Abstract: PO0844
Hyperammonemia in an ESRD Patient
Session Information
- Dialysis Care: Epidemiology and the Patient Experience
November 04, 2021 | Location: On-Demand, Virtual Only
Abstract Time: 10:00 AM - 12:00 PM
Category: Dialysis
- 701 Dialysis: Hemodialysis and Frequent Dialysis
Authors
- Rajan, Roy, Dartmouth-Hitchcock Health GraniteOne, Lebanon, New Hampshire, United States
- Manzella, Kimberly J., Dartmouth-Hitchcock Health GraniteOne, Lebanon, New Hampshire, United States
- Hopley, Charles W., Dartmouth-Hitchcock Health GraniteOne, Lebanon, New Hampshire, United States
Introduction
Carnitine is an important co-factor in long-chain fatty acid metabolism, and is involved in transport of long chain fatty acids into the mitochondria. Carnitine deficiency can present with hyperammonemia. We present a patient with ESRD with hyperammonemia and encephalopathy.
Case Description
This is a 48-year-old man with End Stage Renal disease due to neprocalcinosis secondary to treatment complications due to X- Linked Hypohposphatemic rickets, presented to emergency room with nausea vomiting and severe confusion. He had no known liver disease or seizure disorder and was not on valproate or any other psychotropic medications. His liver enzymes were normal AST, ALT, albumin levels but he had persistently elevated alkaline phosphatase of 313 unit / L (40-130). PCO2 levels were normal. L. His ammonia level of 578 micro mol/L. There was no intracranial abnormalities on imaging.

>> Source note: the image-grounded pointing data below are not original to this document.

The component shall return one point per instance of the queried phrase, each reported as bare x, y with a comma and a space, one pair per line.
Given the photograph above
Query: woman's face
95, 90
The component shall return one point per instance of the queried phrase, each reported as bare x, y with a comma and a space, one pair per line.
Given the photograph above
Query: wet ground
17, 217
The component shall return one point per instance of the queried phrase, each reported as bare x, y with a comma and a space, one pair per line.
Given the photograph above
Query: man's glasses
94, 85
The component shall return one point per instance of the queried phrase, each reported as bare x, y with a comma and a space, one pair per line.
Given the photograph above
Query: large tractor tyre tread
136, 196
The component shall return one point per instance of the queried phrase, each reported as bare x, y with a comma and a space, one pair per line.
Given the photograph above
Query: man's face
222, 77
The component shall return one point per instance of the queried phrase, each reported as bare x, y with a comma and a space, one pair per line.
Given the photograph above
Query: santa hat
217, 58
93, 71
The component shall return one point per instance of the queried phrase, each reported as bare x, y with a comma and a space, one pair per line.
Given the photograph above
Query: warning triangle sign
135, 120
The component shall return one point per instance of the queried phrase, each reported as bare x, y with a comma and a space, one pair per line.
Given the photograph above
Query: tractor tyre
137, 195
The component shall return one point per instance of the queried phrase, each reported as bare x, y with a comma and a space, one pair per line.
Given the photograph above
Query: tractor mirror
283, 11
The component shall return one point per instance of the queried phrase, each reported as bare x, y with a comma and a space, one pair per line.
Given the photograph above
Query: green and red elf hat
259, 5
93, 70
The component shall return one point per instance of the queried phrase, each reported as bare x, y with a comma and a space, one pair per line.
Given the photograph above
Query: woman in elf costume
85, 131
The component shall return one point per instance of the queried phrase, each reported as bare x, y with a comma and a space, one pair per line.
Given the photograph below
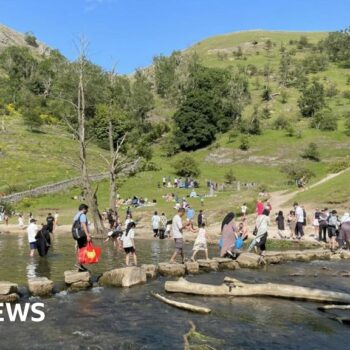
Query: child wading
280, 224
333, 225
32, 230
200, 242
128, 243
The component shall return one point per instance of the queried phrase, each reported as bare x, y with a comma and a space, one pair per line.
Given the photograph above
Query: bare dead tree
117, 162
79, 134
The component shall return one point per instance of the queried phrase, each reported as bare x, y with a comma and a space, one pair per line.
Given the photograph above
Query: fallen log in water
332, 307
184, 306
235, 288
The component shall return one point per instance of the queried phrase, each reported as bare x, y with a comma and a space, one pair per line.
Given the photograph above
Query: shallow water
115, 318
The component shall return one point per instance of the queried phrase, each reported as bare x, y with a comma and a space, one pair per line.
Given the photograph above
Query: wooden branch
186, 336
331, 307
183, 306
236, 288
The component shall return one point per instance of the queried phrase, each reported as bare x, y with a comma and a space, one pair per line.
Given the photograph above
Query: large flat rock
248, 260
192, 267
150, 270
172, 269
208, 265
74, 276
9, 298
40, 286
8, 287
226, 263
124, 277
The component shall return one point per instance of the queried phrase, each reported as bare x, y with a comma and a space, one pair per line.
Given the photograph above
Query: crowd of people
328, 228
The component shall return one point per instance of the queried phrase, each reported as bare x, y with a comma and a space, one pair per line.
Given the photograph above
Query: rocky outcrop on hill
9, 37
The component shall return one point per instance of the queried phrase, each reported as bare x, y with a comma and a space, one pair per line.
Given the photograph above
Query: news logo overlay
32, 312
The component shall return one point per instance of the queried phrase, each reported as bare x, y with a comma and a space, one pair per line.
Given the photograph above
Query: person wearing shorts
32, 230
177, 229
82, 241
128, 243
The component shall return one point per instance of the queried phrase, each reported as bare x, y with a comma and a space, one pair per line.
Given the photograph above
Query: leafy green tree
266, 94
244, 143
312, 99
195, 121
324, 120
230, 177
30, 39
165, 73
337, 46
295, 172
312, 152
142, 99
186, 166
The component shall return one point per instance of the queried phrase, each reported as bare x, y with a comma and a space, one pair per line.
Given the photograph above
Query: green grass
31, 159
333, 192
35, 159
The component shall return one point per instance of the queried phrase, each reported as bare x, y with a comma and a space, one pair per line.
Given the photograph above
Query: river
116, 318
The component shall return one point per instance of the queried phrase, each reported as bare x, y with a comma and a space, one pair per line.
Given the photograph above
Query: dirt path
280, 198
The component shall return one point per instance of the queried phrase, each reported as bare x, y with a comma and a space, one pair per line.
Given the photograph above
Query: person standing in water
128, 243
50, 221
155, 224
280, 224
32, 230
200, 243
177, 229
81, 219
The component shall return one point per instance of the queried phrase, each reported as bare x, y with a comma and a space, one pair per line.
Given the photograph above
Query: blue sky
129, 33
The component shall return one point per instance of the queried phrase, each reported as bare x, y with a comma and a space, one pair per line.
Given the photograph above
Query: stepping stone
192, 267
150, 270
124, 277
40, 286
208, 265
170, 269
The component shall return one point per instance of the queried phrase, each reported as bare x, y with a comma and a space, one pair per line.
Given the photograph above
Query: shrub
346, 94
230, 177
266, 94
338, 165
290, 130
324, 120
295, 172
233, 135
170, 148
332, 90
30, 39
311, 152
186, 166
265, 113
244, 143
281, 123
284, 97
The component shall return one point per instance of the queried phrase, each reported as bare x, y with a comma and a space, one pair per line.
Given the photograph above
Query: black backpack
77, 231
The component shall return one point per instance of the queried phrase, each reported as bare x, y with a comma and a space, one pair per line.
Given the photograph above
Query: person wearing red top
259, 207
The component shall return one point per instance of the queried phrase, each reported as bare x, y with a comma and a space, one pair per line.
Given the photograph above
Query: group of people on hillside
179, 182
39, 238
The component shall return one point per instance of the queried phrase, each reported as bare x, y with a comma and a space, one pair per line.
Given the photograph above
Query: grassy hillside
261, 164
31, 159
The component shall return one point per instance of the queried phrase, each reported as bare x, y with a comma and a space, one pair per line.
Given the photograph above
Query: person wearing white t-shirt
244, 209
155, 224
177, 228
127, 221
32, 230
299, 213
128, 243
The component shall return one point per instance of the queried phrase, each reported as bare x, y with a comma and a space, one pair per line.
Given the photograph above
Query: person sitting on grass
200, 243
128, 243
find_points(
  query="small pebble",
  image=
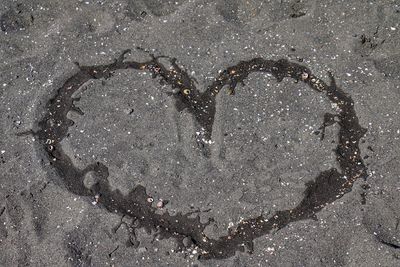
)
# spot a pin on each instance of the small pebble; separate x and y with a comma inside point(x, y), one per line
point(160, 204)
point(187, 242)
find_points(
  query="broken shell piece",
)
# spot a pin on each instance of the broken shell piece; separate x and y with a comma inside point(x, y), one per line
point(160, 204)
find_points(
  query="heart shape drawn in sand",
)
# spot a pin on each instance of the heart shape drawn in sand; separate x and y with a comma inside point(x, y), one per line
point(327, 187)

Free carnitine (FC) levels came back as 26 nmol/ml ( 25-54), Acyl Carnitine ( AC) 13 nmol/ml ( 5-30) AC/FC ratio of 0.5. Even though he had low normal FC levels, his AC/FC ratio was elevated and it has been proposed that car/acyl car ratio greater than 0.4 represents carnitine deficiency.

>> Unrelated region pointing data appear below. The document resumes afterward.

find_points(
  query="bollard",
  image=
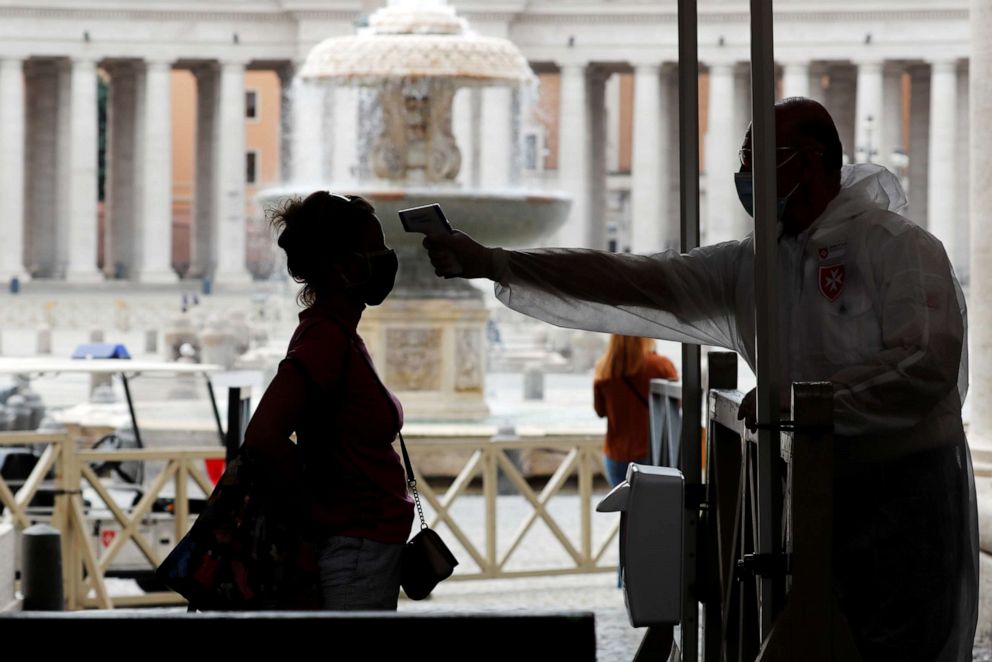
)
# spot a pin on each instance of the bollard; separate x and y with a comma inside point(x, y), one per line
point(41, 572)
point(503, 483)
point(533, 382)
point(44, 345)
point(151, 341)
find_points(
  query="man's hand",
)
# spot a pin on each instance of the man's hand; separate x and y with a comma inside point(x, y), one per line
point(748, 411)
point(457, 254)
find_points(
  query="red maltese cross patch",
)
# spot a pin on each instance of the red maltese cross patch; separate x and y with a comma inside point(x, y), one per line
point(831, 281)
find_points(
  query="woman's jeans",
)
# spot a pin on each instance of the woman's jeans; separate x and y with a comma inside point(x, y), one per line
point(359, 574)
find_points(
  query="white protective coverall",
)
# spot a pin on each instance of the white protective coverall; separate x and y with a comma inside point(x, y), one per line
point(869, 302)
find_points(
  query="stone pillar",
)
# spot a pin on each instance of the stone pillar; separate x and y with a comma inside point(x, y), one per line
point(286, 73)
point(307, 131)
point(497, 139)
point(841, 104)
point(611, 104)
point(980, 198)
point(919, 143)
point(463, 122)
point(817, 70)
point(941, 173)
point(202, 242)
point(648, 176)
point(153, 230)
point(868, 115)
point(596, 89)
point(795, 79)
point(81, 194)
point(574, 148)
point(723, 210)
point(229, 211)
point(345, 133)
point(120, 196)
point(890, 134)
point(42, 168)
point(962, 186)
point(12, 124)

Patient initiated on IV L carnitine 20 mg/Kg three times weekly without repeat episode of hyperammonia. It was also noted that patient no longer experienced intradialytic hypotension.
Discussion
Carnitine deficiency causes accumulation of non-oxidized fatty acyl-coenzyme A in the mitochondria, which inhibits degradation of ammonia. This typically responds to supplementation. An inverse correlation between plasma carnitine levels and ammonia has been observed in patients treated with valproic acid, and L Carnitine has been used as treatment reduce the ammonia levels in valproate induced hyperammonemia.
Carnitine deficiency can present with hyperammonia, and clinicians should have high index of suspicion for this entity in malnourished dialysis patients without significant liver disease. Treatment is directed at replacement with intravenous Carnitine.Oral preparation containing mixture of D and L- carnitine is available but D- Carnitine is toxic. L- carnitine has limited oral absorption and has a limited bioavailability of 15% . The unabsorbed carnitine is degraded by intestinal bacteria to metabolites that are potentially toxic and have been shown to cause cognitive impairment. These limits use of oral supplementation of Carnitine.